En diez segundos cabe la fuerza de una ola
rompiendo en las rocas de la playa.
Después, el rugido del mar arañando el silencio.

Una mirada, la fuerza de una mirada,
es un segundo en los ojos de Rodrigo.
Solo sus ojos me lo dicen todo;
mantener, un instante, su mirada
me alegra la existencia.

Tiemblo ante su mirada,
me abandono a su magia.

Una palabra, la fuerza de una palabra,
cabe en un segundo en la boca de mi hijo.
Solo oírle decir –te quiero-
mueve la montaña en la que estoy
y me acerca a la fe cierta.

Todas las palabras sobran,
estas dos calma mis miserias

Un abrazo, la fuerza de sus manos,cabe en un segundo; unos segundos en los brazos de quién me mira y me quiere.

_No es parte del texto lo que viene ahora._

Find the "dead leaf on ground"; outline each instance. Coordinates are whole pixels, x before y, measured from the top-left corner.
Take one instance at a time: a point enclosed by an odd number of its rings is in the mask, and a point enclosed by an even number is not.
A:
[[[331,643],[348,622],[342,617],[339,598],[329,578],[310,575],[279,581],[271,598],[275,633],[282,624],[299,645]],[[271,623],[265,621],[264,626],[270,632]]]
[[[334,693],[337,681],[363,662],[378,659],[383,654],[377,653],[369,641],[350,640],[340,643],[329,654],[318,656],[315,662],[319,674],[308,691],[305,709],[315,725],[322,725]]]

Solo sentir el calor de su impulso me devuelven las ganas de luchar.

Tener esta certeza amante
rompe las fronteras
y deshace los miedos.

En esta roca de mi alma al revés
rompen, en segundos, la fuerza
de muchas miradas,
de algunas palabras,
de otros abrazos.
Solo mi hijo, solo él, me mantiene
en la realidad del presente,
la cruda existencia que,
en un segundo, puedes perder;
que en un segundo puedes sentir,
con confianza.

Cuatro días, cuatro días manteniendo la fuerza
que cabe en un segundo,
que parece un infinito.
Un segundo para mirar y mantener el norte
y, con amor, contemplar  en silencio.